[
https://issues.apache.org/jira/browse/IMPALA-11807?page=com.atlassian.jira.plugin.system.issuetabpanels:comment-tabpanel&focusedCommentId=17651409#comment-17651409
]
ASF subversion and git services commented on IMPALA-11807:
----------------------------------------------------------
Commit 4a05eaf988f3a613ff86b934dd077c80070b4ca0 in impala's branch
refs/heads/master from noemi
[ https://gitbox.apache.org/repos/asf?p=impala.git;h=4a05eaf98 ]
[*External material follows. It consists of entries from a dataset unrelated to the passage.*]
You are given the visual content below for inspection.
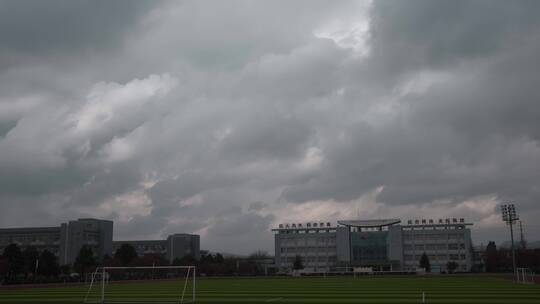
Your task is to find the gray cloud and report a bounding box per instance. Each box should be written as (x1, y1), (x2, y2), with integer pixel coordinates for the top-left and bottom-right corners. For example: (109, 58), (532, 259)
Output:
(0, 1), (540, 253)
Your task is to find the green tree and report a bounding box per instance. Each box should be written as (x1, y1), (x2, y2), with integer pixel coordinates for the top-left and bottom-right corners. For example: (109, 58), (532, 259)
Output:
(75, 245), (96, 278)
(38, 250), (60, 277)
(446, 261), (458, 273)
(2, 244), (24, 280)
(114, 244), (137, 266)
(293, 255), (304, 270)
(420, 252), (431, 272)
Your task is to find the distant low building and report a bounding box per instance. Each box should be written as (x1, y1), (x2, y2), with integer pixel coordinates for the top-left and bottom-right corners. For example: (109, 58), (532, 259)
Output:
(0, 218), (201, 265)
(0, 218), (113, 265)
(113, 233), (201, 263)
(272, 219), (473, 271)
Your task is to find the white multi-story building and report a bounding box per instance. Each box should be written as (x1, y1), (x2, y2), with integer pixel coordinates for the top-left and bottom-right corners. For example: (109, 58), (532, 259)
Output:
(273, 219), (472, 272)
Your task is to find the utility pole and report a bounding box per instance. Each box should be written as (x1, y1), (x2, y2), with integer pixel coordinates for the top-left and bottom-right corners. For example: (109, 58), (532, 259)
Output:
(501, 204), (519, 281)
IMPALA-11807: Fix TestIcebergTable.test_avro_file_format and
test_mixed_file_format
Iceberg hardcodes URIs in metadata files. If the table was written
in a certain storage location and then moved to another file system,
the hardcoded URIs will still point to the old location instead of
the current one. Therefore Impala will be unable to read the table.
TestIcebergTable.test_avro_file_format and test_mixed_file_format
use Hive from Impala to write tables. If the tables are created in
a different file system than the one they will be read from, the tests
fail due to the invalid URIs.
Skipping these 2 tests if testing is not done on HDFS.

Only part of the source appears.